PISTOIA. Don Massimo Biancalani ha lasciato Vicofaro. Lo ha fatto dopo aver chiesto all'Asl Toscana Centro di poter trascorrere a casa sua, alla Ferruccia di Quarrata, il periodo di quarantena obbligata cui sono sottoposti da ieri tutti i residenti di Vicofaro, dopo la scoperta di tre migranti positivi al Covid. La parrocchia ospita da tempo circa 150 migranti, alcuni dei quali sono riusciti ad andarsene prima che la quarantena scattasse ufficialmente.
Un atto dovuto, quindi, la quarantena, dopo i due casi di positività accertati (fino a ora) tra gli ospiti della parrocchia di Santa Maria Maggiore. «Ho preso questa decisione su consiglio del mio medico - spiega don Biancalani - Ho capito che è arrivato il momento di tutelarmi per non rischiare di contrarre il virus, vista la responsabilità che ho sui ragazzi. Gli ultimi due giorni sono stati molto pesanti, non ho mai dormito e sono stato fuori, alla pioggia e al vento. Il tampone?
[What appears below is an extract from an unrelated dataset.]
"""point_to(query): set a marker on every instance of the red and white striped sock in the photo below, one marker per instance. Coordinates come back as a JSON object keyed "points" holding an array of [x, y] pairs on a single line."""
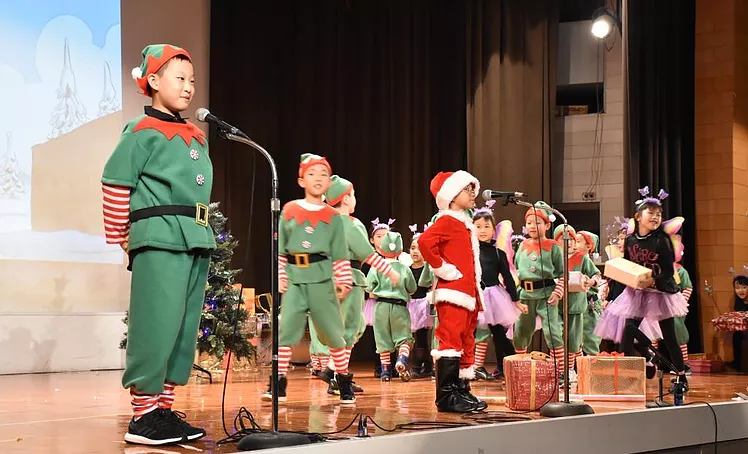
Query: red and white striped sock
{"points": [[143, 404], [166, 398], [339, 358], [480, 353], [684, 351], [284, 359]]}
Ancora non l'ho fatto, ma ci sto pensando».
Il sacerdote, nel pomeriggio, ha telefonato per chiedere come stesse procedendo la situazione a Vicofaro, dove è stato allestito un posto medico avanzato, delineato da una doppia fila di transenne e sotto il presidio ininterrotto delle forze dell'ordine, per controllare lo stato di salute dei migranti. Ci sono stati anche alcuni momenti di tensione, nel primo pomeriggio di ieri, ben presto sedati. Poi i migranti hanno trascorso il loro tempo a giocare a pallone e ascoltando la musica, in attesa dell'arrivo dei medici.
Erano passate da poco le 16 quando l'Unità speciale di continuità assistenziale (Usca) ha fatto la sua comparsa a Vicofaro. Il personale sanitario - con il compito in genere di assistere a domicilio i pazienti affetti da Covid-19 - ha disposto una seduta nel parcheggio antistante la chiesa di Vicofaro. E lì i medici hanno cominciato a visitare i migranti, uno dopo l'altro, alla ricerca di eventuali sintomi: tra i giovani visitati nella giornata di ieri, è stato riscontrato un solo caso sospetto che sarà sottoposto a tampone per accertare se si tratti di coronavirus oppure no.
Non tutti quanti gli ospiti, infatti, dovranno fare il test, ma soltanto quelli che manifestino una sintomatologia. E qualora risultassero positivi (come tra l'altro già avvenuto per i due casi accertati), i migranti saranno trasferiti negli alberghi sanitari, mentre gli altri dovranno rispettare il periodo di isolamento (della durata di 10 giorni) prima di poter essere redistribuiti nelle strutture della provincia messe a disposizione dalla Diocesi di Pistoia. «Sono in contatto con alcuni ragazzi della comunità: per un po' anch'io lavorerò in smart working», conclude don Biancalani.